Wysłane 2012-08-22 09:23
@1084 w nawiązaniu do:
"Widzisz, ja właśnie nie cierpię absolutnie, nie miałbym nic przeciwko rozmowie z kotletem przed jego spożyciem. To ty cierpisz bo sobie coś tam wymyśliłeś. Ja mogę zjeść każde zwierzę. Ludzie nie z uwag na głęboko zakorzenione uwarunkowanie społeczne."
Widzę, że się zupełnie nie zrozumieliśmy.
Skoro rośliny odczuwają taki sam ból, to również przy ścinaniu włosów powinieneś cierpieć katusze.
A dlaczegóż to ja mam cierpieć twoim zdaniem?
Pisałem już wcześniej, że w większym stopniu chodzi mi o sam sposób zdobywania pożywienia - kiedyś człowiek żeby przynieść mięso musiał sam upolować zwierzynę. Teraz jest to zwykła produkcja fabryczna i konsument traktuje zwierzę nie jako żywą istotę, tylko jako tucznik. Zwróć uwagę, w jakich warunkach odbywa się teraz przemysłowy chów i późniejsze zabijanie tychże zwierząt i sam sobie odpowiedz na pytanie - czy takie pożywienie może być zdrowe, pomijając już nawet całą chemię?
Jako nastolatek bardzo chciałem być Apaczem, najlepiej z wojowniczego plemienia Lipan. Przypomnij sobie, w jaki sposób oni polowali, to zrozumiesz o co mi chodzi. A przy okazji - wbrew obiegowej opinii jadłospis mieli bardzo urozmaicony, gdyż byli oni także rolnikami.

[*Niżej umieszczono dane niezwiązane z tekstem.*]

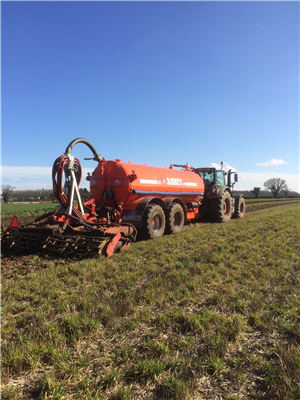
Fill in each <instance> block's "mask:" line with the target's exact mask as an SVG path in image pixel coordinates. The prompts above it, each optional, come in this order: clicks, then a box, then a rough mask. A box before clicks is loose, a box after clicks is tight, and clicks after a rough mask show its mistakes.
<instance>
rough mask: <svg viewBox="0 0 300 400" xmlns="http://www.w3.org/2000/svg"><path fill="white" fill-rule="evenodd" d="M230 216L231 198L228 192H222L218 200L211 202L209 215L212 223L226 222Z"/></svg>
mask: <svg viewBox="0 0 300 400" xmlns="http://www.w3.org/2000/svg"><path fill="white" fill-rule="evenodd" d="M231 214H232V209H231V196H230V193H229V192H224V194H223V196H222V197H221V198H220V199H215V200H211V203H210V215H211V217H212V219H213V220H214V221H216V222H228V221H229V220H230V218H231Z"/></svg>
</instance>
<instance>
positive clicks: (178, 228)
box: [166, 203, 184, 233]
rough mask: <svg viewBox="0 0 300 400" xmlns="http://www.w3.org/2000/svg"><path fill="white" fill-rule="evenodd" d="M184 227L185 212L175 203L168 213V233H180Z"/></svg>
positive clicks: (172, 204) (167, 230) (167, 232)
mask: <svg viewBox="0 0 300 400" xmlns="http://www.w3.org/2000/svg"><path fill="white" fill-rule="evenodd" d="M183 225H184V212H183V209H182V207H181V205H180V204H177V203H173V204H172V205H171V207H170V208H169V210H168V211H167V225H166V231H167V233H179V232H181V231H182V229H183Z"/></svg>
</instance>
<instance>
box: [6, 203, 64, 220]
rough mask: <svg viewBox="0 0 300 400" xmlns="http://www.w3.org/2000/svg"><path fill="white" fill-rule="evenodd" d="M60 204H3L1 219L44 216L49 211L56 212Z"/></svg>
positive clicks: (39, 203)
mask: <svg viewBox="0 0 300 400" xmlns="http://www.w3.org/2000/svg"><path fill="white" fill-rule="evenodd" d="M57 208H58V203H31V204H25V203H8V204H1V217H13V216H14V215H17V216H20V217H22V216H27V215H42V214H45V213H46V212H49V211H55V210H56V209H57Z"/></svg>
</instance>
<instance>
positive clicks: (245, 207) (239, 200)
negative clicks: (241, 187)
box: [234, 196, 246, 218]
mask: <svg viewBox="0 0 300 400" xmlns="http://www.w3.org/2000/svg"><path fill="white" fill-rule="evenodd" d="M245 211H246V203H245V199H244V197H241V196H239V197H236V198H235V212H234V217H235V218H244V216H245Z"/></svg>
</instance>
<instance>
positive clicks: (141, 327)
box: [2, 203, 300, 400]
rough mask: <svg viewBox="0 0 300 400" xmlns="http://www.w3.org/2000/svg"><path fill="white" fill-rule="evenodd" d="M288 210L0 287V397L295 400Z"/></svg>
mask: <svg viewBox="0 0 300 400" xmlns="http://www.w3.org/2000/svg"><path fill="white" fill-rule="evenodd" d="M299 211H300V208H299V203H297V204H289V205H286V206H285V207H273V208H269V209H264V210H259V211H253V212H251V213H249V214H246V217H245V218H244V219H242V220H232V221H230V222H229V223H228V224H212V223H203V224H194V225H189V226H187V227H186V228H185V230H184V232H183V233H182V234H180V235H174V236H164V237H163V238H161V239H160V240H156V241H147V242H139V243H136V244H135V245H133V246H131V247H130V248H129V249H128V250H127V251H126V252H124V253H123V254H119V255H115V256H113V257H112V258H110V259H101V260H99V259H88V260H84V261H80V262H73V263H69V262H68V261H67V260H63V259H61V260H56V261H55V263H53V266H52V267H51V268H50V267H49V268H45V269H43V270H40V271H35V272H33V273H31V274H27V275H26V276H22V277H20V278H14V279H7V280H4V282H3V283H2V398H4V399H22V398H24V399H171V398H174V399H175V398H182V399H184V398H193V399H199V400H200V399H210V400H211V399H227V400H229V399H231V400H234V399H235V400H236V399H294V400H296V399H299V398H300V317H299V315H300V313H299V309H300V289H299V281H300V244H299V243H300V242H299V238H300V228H299ZM51 261H53V260H51ZM36 262H39V258H38V257H37V258H36Z"/></svg>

Podkreślam jeszcze raz - nie jestem nawiedzonym weganem i nie twierdzę, że człowiek jest roślinożercą, tylko wszystkożercą - i jako bardzo plastyczne zwierzę, w zależności od warunków zewnętrznych, może dostosowywać źródło swojego pokarmu. Dlatego też, wbrew temu co usiłujesz cały czas tu przedstawić, w występujących u nas umiarkowanych warunkach środowiska - nie potrzebuje spożywać mięsa wcale. Jednym z niewielu ludów skazanych na taką dietę są Inuici, czy inne zamieszkujące równie ekstremalne środowisko.

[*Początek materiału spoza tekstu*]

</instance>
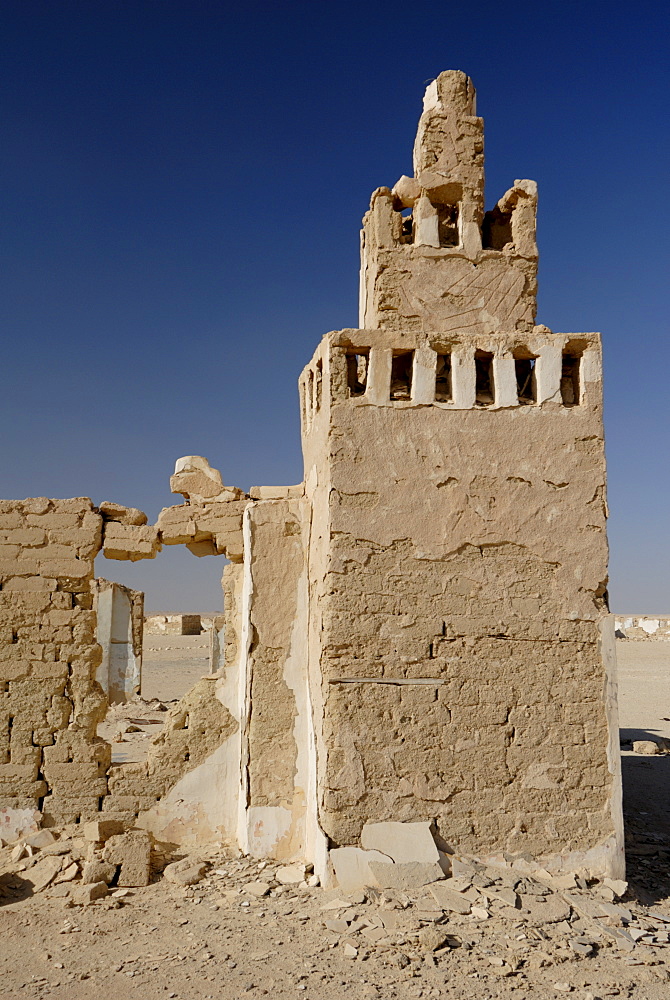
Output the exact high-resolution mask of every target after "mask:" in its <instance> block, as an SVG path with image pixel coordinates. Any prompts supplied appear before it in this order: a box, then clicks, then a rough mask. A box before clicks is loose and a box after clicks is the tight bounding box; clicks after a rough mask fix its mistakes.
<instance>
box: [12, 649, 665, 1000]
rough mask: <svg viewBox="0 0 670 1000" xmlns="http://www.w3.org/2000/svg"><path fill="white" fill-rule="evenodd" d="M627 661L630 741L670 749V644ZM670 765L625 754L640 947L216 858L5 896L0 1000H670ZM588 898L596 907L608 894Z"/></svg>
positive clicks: (497, 909) (627, 693)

@xxx7x "Po ilus tam latach dodatkowo sama zmienila swoje geny i zaczela produkowac cos tam trujacego, nie pamietam co." Cyjanowodór.
Wysłane 2012-08-22 10:03
@spider_co"Skoro rośliny odczuwają taki sam ból, to również przy ścinaniu włosów powinieneś cierpieć katusze. "
Nie, bo włosy są martwą materią, a roślina żywą i jest udowodnione, że cierpi gdy ją uszkadzasz i, że krzyczy gdy tylko podchodzi do niej oprawca. Rośliny rozpoznają też opiekuna i reagują na jego obecność inaczej. Więc nijak ma się to do martwej materii. Po protu reakcja roślin wymaga instrumentów technicznych aby ją usłyszeć.
"Dlatego też, wbrew temu co usiłujesz cały czas tu przedstawić, w występujących u nas umiarkowanych warunkach środowiska - nie potrzebuje spożywać mięsa wcale."
Ależ to bzdury. Wyjdź zimą na dwór z domu, rozejrzyj się w koło i powiedź mi co mógłbyś zjeść w takich warunkach ? Możesz jeść rośliny tylko dlatego, że sztucznie je zgromadzono, w naturze musiał byś chyba obgryzać drzewa z kory.